PSyclone icon indicating copy to clipboard operation
PSyclone copied to clipboard

Bugs when transforming mixed-precision kernels

Open arporter opened this issue 1 year ago • 6 comments

As found here: https://github.com/stfc/PSyclone/issues/2663#issuecomment-2332037300

The problem seems to be that we rename the interface rather than the actual subroutine that is being called.

arporter avatar Sep 17 '24 15:09 arporter

Fixing the interface renaming was relatively simple and I've now done that. Unfortunately, while testing I discovered that our 'clever' code that attempts to return the correct Routine PSyIR by looking at the signature takes no account of precision! This is because it uses LFRicTypes and it seems that that class doesn't account for precision. I can't remember what the thinking was here - I need to search through the Issues and see what I can find.

arporter avatar Sep 18 '24 15:09 arporter

Sergi suggested trying to ModuleInline the kernel first and then apply ACCRoutineTrans to it. However, that doesn't help because KernelModuleInlineTrans uses the same broken code to get the PSyIR of the routine to inline.

arporter avatar Sep 23 '24 10:09 arporter

In fact, calling ACCRoutineTrans on the inlined kernel also fails because:

 Transformation Error: routine 'matrix_vector_code_r_double' calls another routine 'MATMUL(matrix(:,:,ik), x_e)' which is not available on the accelerator device and therefore cannot have ACCRoutineTrans applied to it (TODO #342).

I thought we had MATMUL tagged as being available on the GPU?

EDIT: it's not but perhaps it could be?

arporter avatar Sep 23 '24 10:09 arporter

I'm making good progress with the plumbing but am now hitting errors because of the plain Symbols that are created in a kernel's symbol table for all of the reserved names. I need to work out why that isn't a problem on master.

arporter avatar Oct 02 '24 16:10 arporter

While working on this, I found this test (in lfric_kern_test.py):

def test_get_kernel_schedule_mixed_precision():
    '''
    Test that we can get the correct schedule for a mixed-precision kernel.

    '''
    api_config = Config.get().api_conf(TEST_API)
    _, invoke = get_invoke("26.8_mixed_precision_args.f90", TEST_API,
                           name="invoke_0", dist_mem=False)
    sched = invoke.schedule
    kernels = sched.walk(LFRicKern, stop_type=LFRicKern)
    # 26.8 contains an invoke of five kernels, one each at the following
    # precisions.
    kernel_precisions = ["r_def", "r_solver", "r_tran", "r_bl", "r_phys"]
    # Get the precision (in bytes) for each of these.
    precisions = [api_config.precision_map[name] for
                  name in kernel_precisions]
    # Check that the correct kernel implementation is obtained for each
    # one in the invoke.
    for precision, kern in zip(precisions, kernels):
        sched = kern.get_kernel_schedule()
        assert isinstance(sched, KernelSchedule)
        assert sched.name == f"mixed_code_{8*precision}"

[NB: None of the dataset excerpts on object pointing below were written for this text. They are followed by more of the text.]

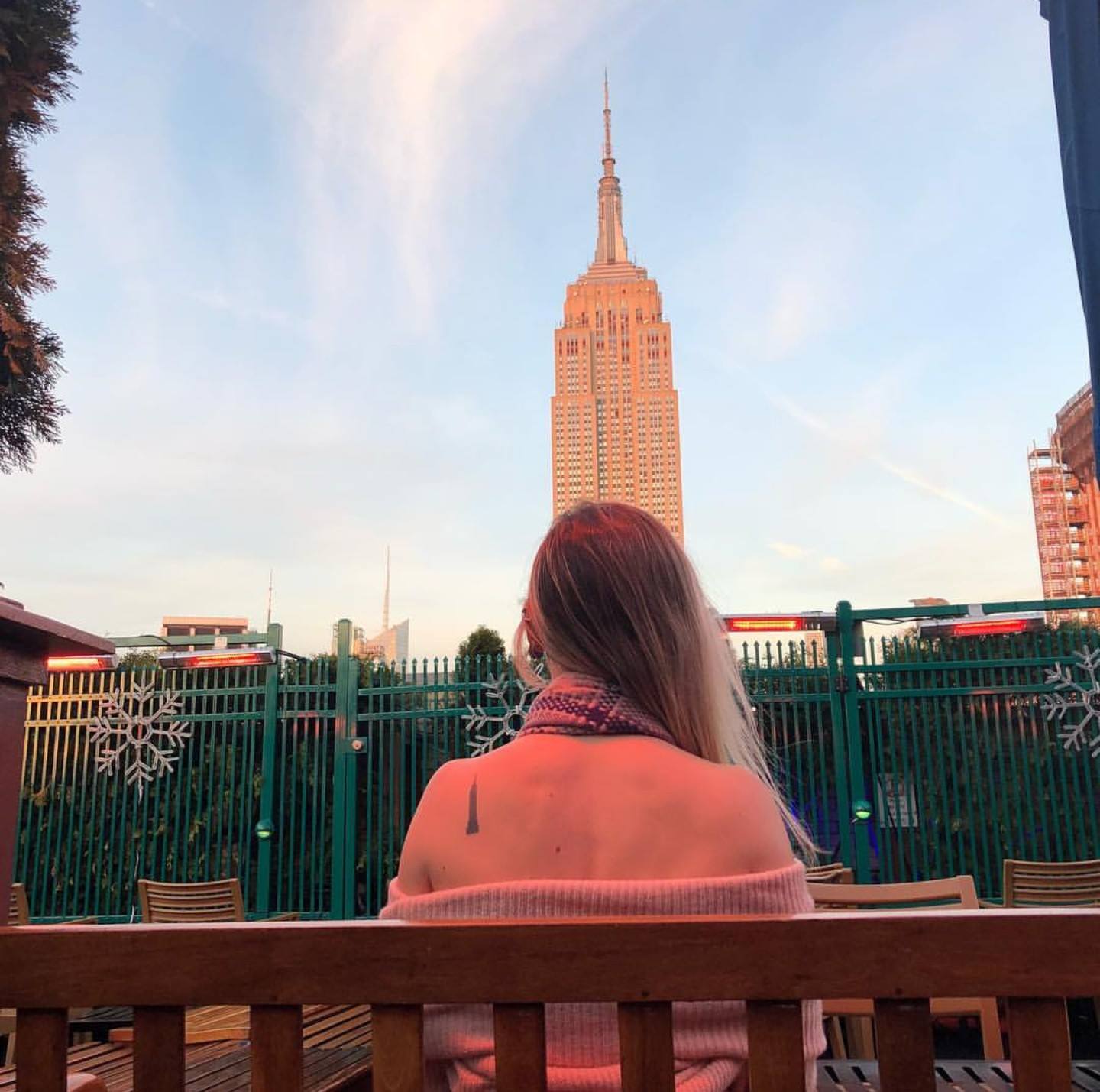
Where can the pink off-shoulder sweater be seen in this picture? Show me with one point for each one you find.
(582, 1039)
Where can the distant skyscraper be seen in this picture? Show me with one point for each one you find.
(390, 645)
(615, 413)
(1067, 507)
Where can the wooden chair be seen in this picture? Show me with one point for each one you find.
(1045, 883)
(834, 873)
(214, 901)
(956, 893)
(19, 912)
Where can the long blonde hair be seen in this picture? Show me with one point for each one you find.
(613, 595)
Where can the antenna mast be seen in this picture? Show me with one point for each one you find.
(385, 600)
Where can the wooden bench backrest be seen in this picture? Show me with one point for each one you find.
(19, 911)
(215, 901)
(830, 874)
(1033, 958)
(1042, 883)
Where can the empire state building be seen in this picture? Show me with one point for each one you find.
(615, 412)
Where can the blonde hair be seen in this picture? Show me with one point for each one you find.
(613, 595)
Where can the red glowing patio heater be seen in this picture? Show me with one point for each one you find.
(27, 643)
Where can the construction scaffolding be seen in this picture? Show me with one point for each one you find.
(1066, 504)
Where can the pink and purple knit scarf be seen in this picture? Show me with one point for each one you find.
(578, 705)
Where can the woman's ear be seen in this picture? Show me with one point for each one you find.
(534, 645)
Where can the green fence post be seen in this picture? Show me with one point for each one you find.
(267, 777)
(859, 831)
(341, 732)
(837, 684)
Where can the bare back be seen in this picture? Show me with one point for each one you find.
(590, 808)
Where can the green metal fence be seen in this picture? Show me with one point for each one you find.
(300, 777)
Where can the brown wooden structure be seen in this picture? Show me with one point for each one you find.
(27, 641)
(954, 893)
(1034, 959)
(1050, 883)
(214, 901)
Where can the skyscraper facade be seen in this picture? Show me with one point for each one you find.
(615, 415)
(1066, 500)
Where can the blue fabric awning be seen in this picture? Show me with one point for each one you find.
(1075, 60)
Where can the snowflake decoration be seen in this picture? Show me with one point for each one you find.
(487, 730)
(130, 731)
(1070, 694)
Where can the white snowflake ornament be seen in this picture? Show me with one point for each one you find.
(1075, 692)
(487, 730)
(130, 731)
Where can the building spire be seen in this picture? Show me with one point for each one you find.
(610, 242)
(607, 127)
(385, 598)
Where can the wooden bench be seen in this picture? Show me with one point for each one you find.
(1032, 959)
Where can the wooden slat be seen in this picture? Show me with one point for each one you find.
(159, 1049)
(907, 1057)
(775, 1054)
(399, 1048)
(1039, 1042)
(41, 1037)
(519, 1036)
(646, 1046)
(277, 1048)
(954, 954)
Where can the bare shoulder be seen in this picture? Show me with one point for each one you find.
(746, 809)
(437, 800)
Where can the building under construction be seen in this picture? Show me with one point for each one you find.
(1067, 507)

so the precision-matching clearly does work in some situations. It may be that it simply has a bug for scalar arguments?

arporter avatar Oct 03 '24 10:10 arporter

For the record, the code that we used to use to attempt to resolve the correct routine implementation was:

       # The kernel name corresponds to an interface block. Find which
       # of the routines matches the precision of the arguments.
       for routine in routines:
           try:
               # The validity check for the kernel arguments should raise
               # an exception if the precisions don't match but currently
               # this fails for scalar arguments.
               self.validate_kernel_code_args(routine.symbol_table)
               sched = routine
               break
            except GenerationError:
               pass
        else:
            raise GenerationError(
                f"Failed to find a kernel implementation with an interface"
                f" that matches the invoke of '{self.name}'. (Tried "
                f"routines {[item.name for item in routines]}.)")

I'm putting this here as I'm going to remove from the code base (LFRicKern.get_kernel_schedule()) it for the moment.

arporter avatar Oct 09 '24 09:10 arporter